Sputnik: What is your assessment of Mr. Kim's announcement ahead of his talks with the South Korean and US presidents? How big a step is this?
Dr. Petrov: I think it's the right step; it's a very diplomatic statement. Kim Jong-un just confirmed that North Korea is determined to denuclearize, and determined to drop the programs designed to develop nuclear weapons and intercontinental ballistic missiles in one step.
At the same time, Kim Jong-un didn't lose face in terms of the respect of the domestic audience in North Korea. He didn't say that he's completely abandoning the nuclear weapons. He didn't say that the missiles are going to be scrapped. He simply said that ICBMs are no longer necessary, and the new nuclear devices are not going to be developed or tested.
So I think it's a very diplomatic, well-measured and important step, coming just one week before his summit meeting with South Korean President Moon Jae-in; in view of the forthcoming meeting with President Trump, it's absolutely the right move.
Sputnik: Mr. Kim has also committed to join international efforts to halt nuclear tests altogether. Perhaps you could elaborate a bit on his apparent change of heart. There had been a very rapid descent in terms of relations with the US, and in the kind of rhetoric used. Now, the North Korean leader seems to have turned full circle. That in itself is a big surprise, isn't it?
Dr. Petrov: Well both Donald Trump and Kim Jong-un are known for their quick moves and kind of moderate leadership. I'm pretty sure that last year, when Kim was launching a barrage of ICBMs and detonating the first thermonuclear weapon (the hydrogen bomb was detonated in September), at the same time in the background there were negotiations going on between Pyongyang and Washington.

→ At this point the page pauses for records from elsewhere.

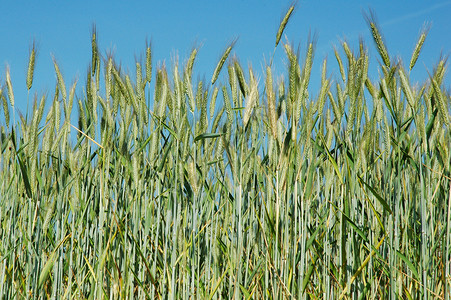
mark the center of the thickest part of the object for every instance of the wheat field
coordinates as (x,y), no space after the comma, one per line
(252,187)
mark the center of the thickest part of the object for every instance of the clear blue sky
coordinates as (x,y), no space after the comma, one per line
(62,29)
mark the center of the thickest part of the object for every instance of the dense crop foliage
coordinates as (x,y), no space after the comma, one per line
(247,188)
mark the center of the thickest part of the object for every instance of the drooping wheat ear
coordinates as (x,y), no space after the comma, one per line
(272,114)
(221,62)
(228,107)
(283,24)
(251,99)
(109,78)
(233,83)
(213,101)
(441,103)
(95,53)
(148,63)
(68,108)
(59,76)
(203,112)
(241,80)
(5,108)
(119,81)
(340,65)
(377,37)
(30,70)
(187,86)
(406,87)
(139,82)
(418,46)
(190,64)
(9,86)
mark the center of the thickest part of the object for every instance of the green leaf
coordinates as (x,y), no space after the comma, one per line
(409,264)
(204,136)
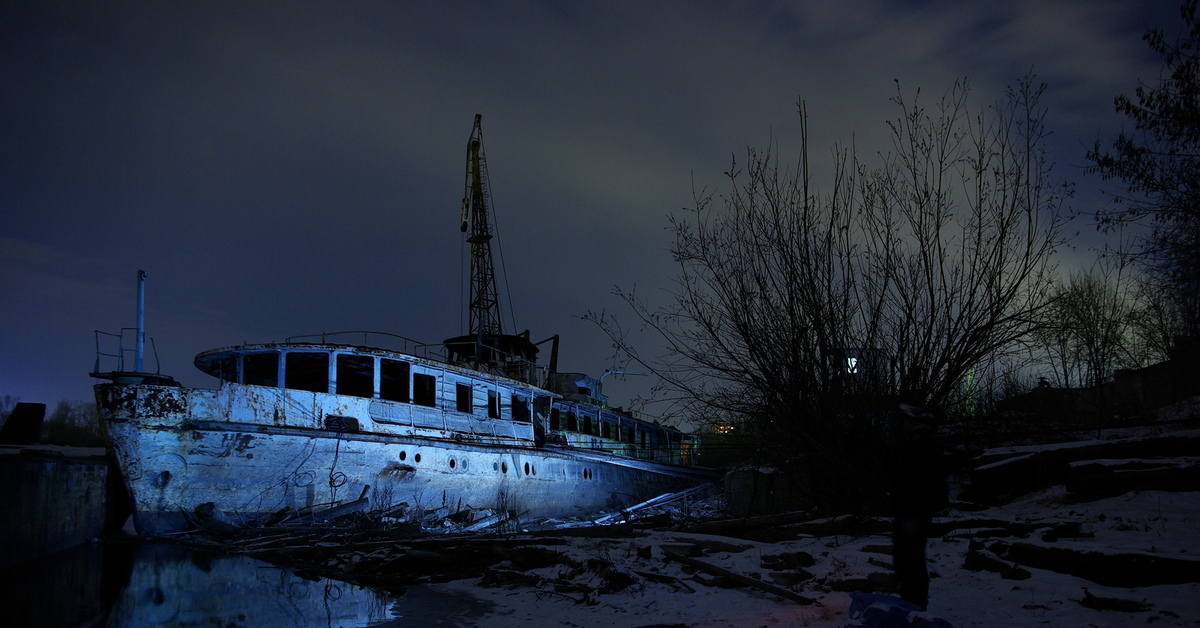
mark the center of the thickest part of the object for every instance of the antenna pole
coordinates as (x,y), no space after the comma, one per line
(139,352)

Kim Jong-un is of course in a very difficult situation after the tightening of international sanctions, where even Moscow and Beijing turned away from Pyongyang. I think we can attribute the change of heart in the North Korean side to the situation where international trade became virtually impossible for North Korea, where the supply of oil and consumer goods from China and gas and electricity from Russia actually made North Korea much more concerned about its economic development. That's why Kim Jong-un has once again reaffirmed and reiterated the importance of the national economy.

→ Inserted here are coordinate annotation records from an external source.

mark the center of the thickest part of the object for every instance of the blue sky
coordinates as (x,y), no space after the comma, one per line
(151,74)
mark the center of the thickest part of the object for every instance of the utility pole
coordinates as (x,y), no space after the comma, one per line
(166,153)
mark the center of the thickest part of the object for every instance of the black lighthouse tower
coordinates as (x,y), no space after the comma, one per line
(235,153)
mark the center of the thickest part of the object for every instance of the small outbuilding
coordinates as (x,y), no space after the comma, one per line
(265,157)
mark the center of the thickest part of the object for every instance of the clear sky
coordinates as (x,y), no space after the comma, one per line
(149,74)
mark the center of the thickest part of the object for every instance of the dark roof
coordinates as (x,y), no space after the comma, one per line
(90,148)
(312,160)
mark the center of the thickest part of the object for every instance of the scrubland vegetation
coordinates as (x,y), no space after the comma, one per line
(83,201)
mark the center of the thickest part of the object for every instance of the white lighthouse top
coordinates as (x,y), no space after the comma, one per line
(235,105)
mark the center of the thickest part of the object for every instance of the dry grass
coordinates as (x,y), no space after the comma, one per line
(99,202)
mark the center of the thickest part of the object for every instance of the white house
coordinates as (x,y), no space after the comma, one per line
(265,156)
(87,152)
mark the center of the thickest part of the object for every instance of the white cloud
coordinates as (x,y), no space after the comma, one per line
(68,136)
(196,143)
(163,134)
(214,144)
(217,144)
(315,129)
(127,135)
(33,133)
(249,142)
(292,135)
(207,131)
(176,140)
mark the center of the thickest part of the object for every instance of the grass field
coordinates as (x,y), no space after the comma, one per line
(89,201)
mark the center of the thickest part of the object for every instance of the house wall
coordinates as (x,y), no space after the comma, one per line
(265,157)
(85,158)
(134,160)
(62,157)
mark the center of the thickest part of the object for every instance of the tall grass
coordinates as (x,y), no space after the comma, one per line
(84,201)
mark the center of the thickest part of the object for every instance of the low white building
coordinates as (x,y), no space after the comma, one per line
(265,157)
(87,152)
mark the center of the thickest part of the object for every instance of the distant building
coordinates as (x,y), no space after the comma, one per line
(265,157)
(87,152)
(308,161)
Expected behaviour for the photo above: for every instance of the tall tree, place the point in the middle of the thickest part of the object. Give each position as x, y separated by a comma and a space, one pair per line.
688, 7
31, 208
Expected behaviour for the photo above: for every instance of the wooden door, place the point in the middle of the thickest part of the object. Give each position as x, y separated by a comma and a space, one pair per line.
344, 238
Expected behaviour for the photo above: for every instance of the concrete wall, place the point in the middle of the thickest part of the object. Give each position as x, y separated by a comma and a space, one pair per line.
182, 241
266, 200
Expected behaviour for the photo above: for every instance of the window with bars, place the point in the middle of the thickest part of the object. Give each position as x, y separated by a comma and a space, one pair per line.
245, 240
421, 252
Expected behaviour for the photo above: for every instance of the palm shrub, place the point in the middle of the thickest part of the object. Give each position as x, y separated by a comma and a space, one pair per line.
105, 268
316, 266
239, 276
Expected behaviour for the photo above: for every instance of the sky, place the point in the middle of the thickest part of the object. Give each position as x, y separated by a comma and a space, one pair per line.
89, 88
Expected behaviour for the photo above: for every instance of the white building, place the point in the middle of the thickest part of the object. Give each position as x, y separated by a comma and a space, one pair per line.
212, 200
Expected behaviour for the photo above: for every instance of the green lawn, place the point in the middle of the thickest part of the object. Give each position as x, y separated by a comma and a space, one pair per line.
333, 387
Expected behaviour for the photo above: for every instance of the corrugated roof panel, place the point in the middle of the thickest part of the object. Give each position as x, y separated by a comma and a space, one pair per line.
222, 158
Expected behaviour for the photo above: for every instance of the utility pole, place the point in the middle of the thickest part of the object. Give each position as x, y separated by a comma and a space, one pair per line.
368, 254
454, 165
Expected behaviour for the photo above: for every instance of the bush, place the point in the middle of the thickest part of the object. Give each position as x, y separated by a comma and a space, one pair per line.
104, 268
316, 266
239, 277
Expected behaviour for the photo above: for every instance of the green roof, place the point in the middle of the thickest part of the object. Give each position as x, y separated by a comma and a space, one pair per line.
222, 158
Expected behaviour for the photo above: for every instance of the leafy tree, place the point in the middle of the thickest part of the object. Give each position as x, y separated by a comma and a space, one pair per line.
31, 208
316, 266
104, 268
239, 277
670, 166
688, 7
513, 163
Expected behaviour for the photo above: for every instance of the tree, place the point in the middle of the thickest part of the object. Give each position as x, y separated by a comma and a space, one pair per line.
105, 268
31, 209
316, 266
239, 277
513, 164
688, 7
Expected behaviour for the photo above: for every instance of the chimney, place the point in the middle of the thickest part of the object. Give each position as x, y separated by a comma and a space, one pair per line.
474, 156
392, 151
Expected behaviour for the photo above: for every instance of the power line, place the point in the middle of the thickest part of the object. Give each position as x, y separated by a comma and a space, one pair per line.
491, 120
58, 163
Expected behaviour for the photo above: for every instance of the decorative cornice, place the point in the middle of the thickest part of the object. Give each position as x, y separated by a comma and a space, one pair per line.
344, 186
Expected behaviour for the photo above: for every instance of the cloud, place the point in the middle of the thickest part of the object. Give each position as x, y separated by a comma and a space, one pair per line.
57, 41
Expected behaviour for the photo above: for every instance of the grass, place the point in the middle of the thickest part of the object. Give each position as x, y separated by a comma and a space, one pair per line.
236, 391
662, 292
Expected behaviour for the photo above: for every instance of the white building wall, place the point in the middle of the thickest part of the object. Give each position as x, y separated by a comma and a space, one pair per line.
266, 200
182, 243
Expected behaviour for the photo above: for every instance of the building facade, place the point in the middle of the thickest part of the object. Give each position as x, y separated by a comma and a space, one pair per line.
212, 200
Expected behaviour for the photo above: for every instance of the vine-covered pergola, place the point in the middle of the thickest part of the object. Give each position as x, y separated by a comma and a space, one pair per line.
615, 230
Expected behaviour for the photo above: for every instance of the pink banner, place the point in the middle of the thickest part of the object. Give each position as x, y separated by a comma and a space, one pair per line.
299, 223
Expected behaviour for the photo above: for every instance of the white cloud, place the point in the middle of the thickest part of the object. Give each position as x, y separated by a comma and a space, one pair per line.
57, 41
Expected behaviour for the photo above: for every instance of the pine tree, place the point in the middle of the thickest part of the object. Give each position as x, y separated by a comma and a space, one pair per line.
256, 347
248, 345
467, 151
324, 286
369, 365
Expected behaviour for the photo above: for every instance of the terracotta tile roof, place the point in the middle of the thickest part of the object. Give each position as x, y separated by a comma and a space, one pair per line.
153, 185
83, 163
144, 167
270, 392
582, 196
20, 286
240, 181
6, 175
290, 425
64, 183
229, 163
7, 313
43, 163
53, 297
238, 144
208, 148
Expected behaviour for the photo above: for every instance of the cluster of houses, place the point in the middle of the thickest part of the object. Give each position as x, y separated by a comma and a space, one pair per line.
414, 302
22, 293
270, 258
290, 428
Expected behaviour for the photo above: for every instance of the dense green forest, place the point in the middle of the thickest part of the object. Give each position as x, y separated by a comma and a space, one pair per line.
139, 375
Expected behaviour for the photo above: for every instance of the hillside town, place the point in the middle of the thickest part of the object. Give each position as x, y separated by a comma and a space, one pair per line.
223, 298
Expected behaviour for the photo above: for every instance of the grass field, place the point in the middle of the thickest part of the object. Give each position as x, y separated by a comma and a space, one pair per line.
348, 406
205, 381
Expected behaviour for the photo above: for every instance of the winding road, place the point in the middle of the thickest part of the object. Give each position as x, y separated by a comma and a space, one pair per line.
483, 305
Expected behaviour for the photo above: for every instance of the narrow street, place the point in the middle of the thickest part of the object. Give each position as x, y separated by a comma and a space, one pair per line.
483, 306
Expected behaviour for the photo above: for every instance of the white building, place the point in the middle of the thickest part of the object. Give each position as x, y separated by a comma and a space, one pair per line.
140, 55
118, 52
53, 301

Sputnik: Dr. Petrov, in your opinion, how likely is Mr. Kim to stick to his pledge?
Dr. Petrov: It's difficult to predict how the summit between North and South Korea will end up, or whether the Kim-Trump summit will be fruitful. But I think that as long as people are talking…if there is a dialogue, there is no war, there is no need for the cannons to start talking. I believe that what the North and South Koreans are doing right now is just a desperate attempt to avert a war, which President Trump actually threatened the Korean peninsula with.
We know that if there is a war against North Korea, South Korea will be the first victim. So nobody needs this war – not China, or Russia, or Japan would benefit from a nuclear catastrophe, a humanitarian catastrophe, a catastrophe in terms of the ecology or the economy. [It would be] a disaster for the whole region.
Sputnik: How much of a turning point could this be then in the long-standing Korean crisis? Are you as hopeful as a lot of the global audience is now?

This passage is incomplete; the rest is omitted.